The chaperone activity of bovine alpha crystallin. Interaction with other lens crystallins in native and denatured states.

The Journal of biological chemistry

PubMedID: 7909809

Wang K, Spector A. The chaperone activity of bovine alpha crystallin. Interaction with other lens crystallins in native and denatured states. J Biol Chem. 1994;269(18):13601-8.
It has previously been reported that alpha crystallin (alpha) a major lens protein composed of alpha A and alpha B subunits, can act as a chaperone interacting with other proteins to prevent heat-induced insolubilization.

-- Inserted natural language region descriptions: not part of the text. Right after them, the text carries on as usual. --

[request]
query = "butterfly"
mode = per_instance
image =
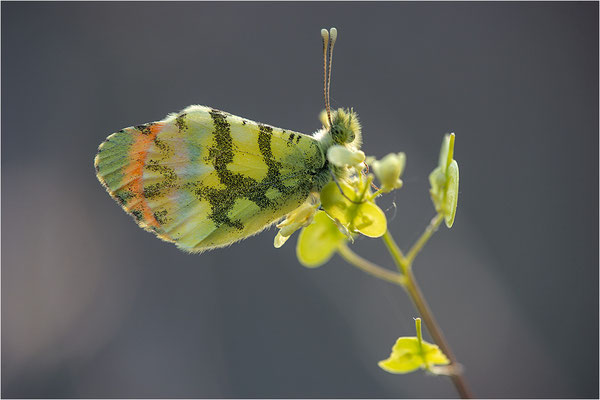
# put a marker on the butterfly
(203, 178)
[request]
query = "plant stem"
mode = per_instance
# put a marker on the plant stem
(418, 299)
(370, 268)
(404, 264)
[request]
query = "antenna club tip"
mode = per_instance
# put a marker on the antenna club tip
(333, 33)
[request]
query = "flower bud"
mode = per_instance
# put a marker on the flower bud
(389, 169)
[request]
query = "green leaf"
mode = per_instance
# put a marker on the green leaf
(451, 200)
(408, 356)
(444, 182)
(412, 353)
(318, 241)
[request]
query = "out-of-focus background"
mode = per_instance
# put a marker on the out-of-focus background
(93, 306)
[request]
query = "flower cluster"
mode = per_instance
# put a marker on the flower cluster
(345, 208)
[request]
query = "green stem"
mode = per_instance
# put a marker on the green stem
(415, 294)
(404, 264)
(370, 268)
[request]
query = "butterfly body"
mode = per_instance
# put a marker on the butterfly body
(204, 178)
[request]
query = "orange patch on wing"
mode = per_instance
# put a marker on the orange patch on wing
(134, 172)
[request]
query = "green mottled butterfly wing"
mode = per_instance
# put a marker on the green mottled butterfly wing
(204, 178)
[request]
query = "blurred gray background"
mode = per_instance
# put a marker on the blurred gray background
(92, 306)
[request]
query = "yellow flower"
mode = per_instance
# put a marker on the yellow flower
(300, 217)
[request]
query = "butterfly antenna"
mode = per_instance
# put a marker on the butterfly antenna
(325, 36)
(332, 39)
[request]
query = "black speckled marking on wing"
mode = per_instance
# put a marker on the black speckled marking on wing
(181, 123)
(144, 128)
(237, 185)
(156, 189)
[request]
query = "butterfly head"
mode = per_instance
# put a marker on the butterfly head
(344, 129)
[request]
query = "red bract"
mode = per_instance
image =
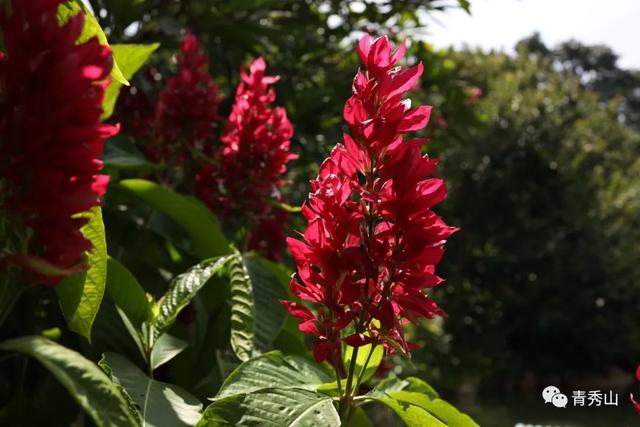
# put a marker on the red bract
(635, 404)
(372, 241)
(253, 159)
(51, 92)
(187, 108)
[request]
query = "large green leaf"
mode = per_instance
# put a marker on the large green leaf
(272, 407)
(441, 409)
(80, 295)
(127, 293)
(256, 314)
(392, 383)
(166, 348)
(121, 153)
(411, 415)
(129, 57)
(272, 370)
(189, 213)
(159, 404)
(242, 309)
(90, 29)
(267, 292)
(88, 385)
(372, 358)
(182, 289)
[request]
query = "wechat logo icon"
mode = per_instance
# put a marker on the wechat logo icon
(552, 395)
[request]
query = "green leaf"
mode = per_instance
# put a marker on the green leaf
(127, 293)
(189, 213)
(90, 29)
(102, 400)
(272, 407)
(159, 404)
(166, 348)
(269, 313)
(80, 295)
(391, 384)
(129, 57)
(272, 370)
(121, 153)
(242, 309)
(411, 416)
(363, 357)
(256, 314)
(441, 409)
(360, 419)
(182, 289)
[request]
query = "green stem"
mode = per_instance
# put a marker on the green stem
(364, 367)
(347, 398)
(335, 367)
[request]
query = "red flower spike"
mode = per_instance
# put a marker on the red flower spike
(186, 110)
(372, 241)
(50, 134)
(252, 162)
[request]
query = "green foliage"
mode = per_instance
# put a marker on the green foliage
(90, 29)
(129, 57)
(84, 381)
(272, 406)
(159, 404)
(80, 295)
(182, 290)
(442, 410)
(127, 293)
(411, 415)
(272, 370)
(187, 212)
(256, 314)
(164, 349)
(242, 309)
(367, 360)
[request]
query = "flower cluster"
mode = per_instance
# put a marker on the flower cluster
(249, 166)
(372, 240)
(186, 110)
(51, 92)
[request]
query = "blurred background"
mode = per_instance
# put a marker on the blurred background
(536, 122)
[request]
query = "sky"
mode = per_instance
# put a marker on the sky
(499, 24)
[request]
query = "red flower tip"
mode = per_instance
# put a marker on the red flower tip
(186, 110)
(51, 134)
(252, 162)
(372, 240)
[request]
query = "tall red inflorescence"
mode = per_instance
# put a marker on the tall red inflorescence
(372, 241)
(186, 110)
(51, 92)
(250, 165)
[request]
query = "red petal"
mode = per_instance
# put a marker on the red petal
(357, 340)
(298, 310)
(415, 119)
(309, 327)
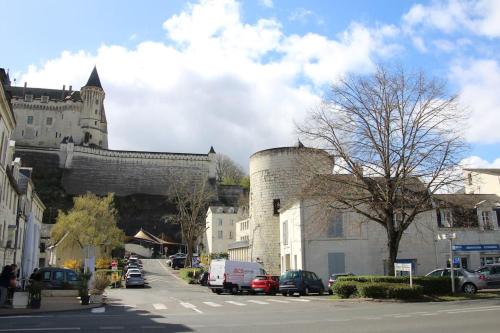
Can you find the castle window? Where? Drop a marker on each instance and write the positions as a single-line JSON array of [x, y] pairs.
[[276, 206]]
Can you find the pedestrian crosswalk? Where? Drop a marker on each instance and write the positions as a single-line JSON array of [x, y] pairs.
[[202, 305]]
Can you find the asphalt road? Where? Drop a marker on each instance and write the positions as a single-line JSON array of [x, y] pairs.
[[170, 305]]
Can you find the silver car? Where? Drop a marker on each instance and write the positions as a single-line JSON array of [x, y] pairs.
[[469, 282], [134, 280]]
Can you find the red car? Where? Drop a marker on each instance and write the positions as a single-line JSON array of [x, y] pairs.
[[268, 284]]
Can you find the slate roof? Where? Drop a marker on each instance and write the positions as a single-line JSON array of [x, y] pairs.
[[54, 94], [94, 80]]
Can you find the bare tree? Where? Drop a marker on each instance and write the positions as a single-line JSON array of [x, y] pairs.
[[228, 172], [192, 200], [396, 139]]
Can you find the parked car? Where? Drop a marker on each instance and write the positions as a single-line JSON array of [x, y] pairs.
[[490, 274], [58, 278], [267, 284], [134, 280], [203, 280], [333, 278], [302, 282], [178, 262], [468, 281], [232, 276]]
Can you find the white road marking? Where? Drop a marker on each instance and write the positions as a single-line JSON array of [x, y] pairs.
[[257, 302], [102, 309], [235, 303], [190, 306], [277, 300], [215, 305], [40, 329], [159, 306]]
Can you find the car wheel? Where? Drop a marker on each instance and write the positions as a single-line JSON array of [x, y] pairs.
[[469, 288]]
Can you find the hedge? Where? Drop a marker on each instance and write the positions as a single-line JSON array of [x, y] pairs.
[[431, 285], [191, 275], [345, 289]]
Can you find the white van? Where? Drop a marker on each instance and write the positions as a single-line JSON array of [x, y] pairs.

It is now shown that with gamma (gamma), beta L (beta L), and beta H (beta H), other major crystallin groups, this interaction occurs exclusively with soluble denatured protein. Based on studies primarily conducted with the gamma and the beta L crystallins, there is at least one binding site per alpha monomer (alpha m). This conclusion is derived from the following evidence. The binding of soluble denatured protein to alpha increases in a linear stoichiometric manner until a 1:1 ratio of alpha m to gamma or to the presumed (beta L)m is achieved. This is based upon determination of the apparent molecular weight of the alpha-denatured protein aggregate with a calibrated TSK-G4000 SW column and on the determination of the relative masses from the areas of the aggregate peak and those of the reactants. SDS-polyacrylamide gel electrophoresis confirms that the aggregates contain the presumed components following reaction with either gamma, beta L, or beta H. Studies in which gamma or beta L crystallins have been independently heat denatured indicate that species representing 50% of the gamma population and 30% of beta L population have not heat denatured under the conditions employed. When the abundance of the denatured soluble protein exceeds that of the alpha subunits present in the macromolecular complex, further interaction occurs leading to a loss of solubility of the complex. A small increase in the size of the complex remaining in solution is also observed. The results contribute to understanding earlier observations that soluble native low molecular weight alpha species cannot be found in the inner regions of old human lenses but have shifted to large aggregates containing other crystallin components. The work tentatively suggests that the interaction rates of alpha with denatured soluble crystallins are gamma > beta L > beta H.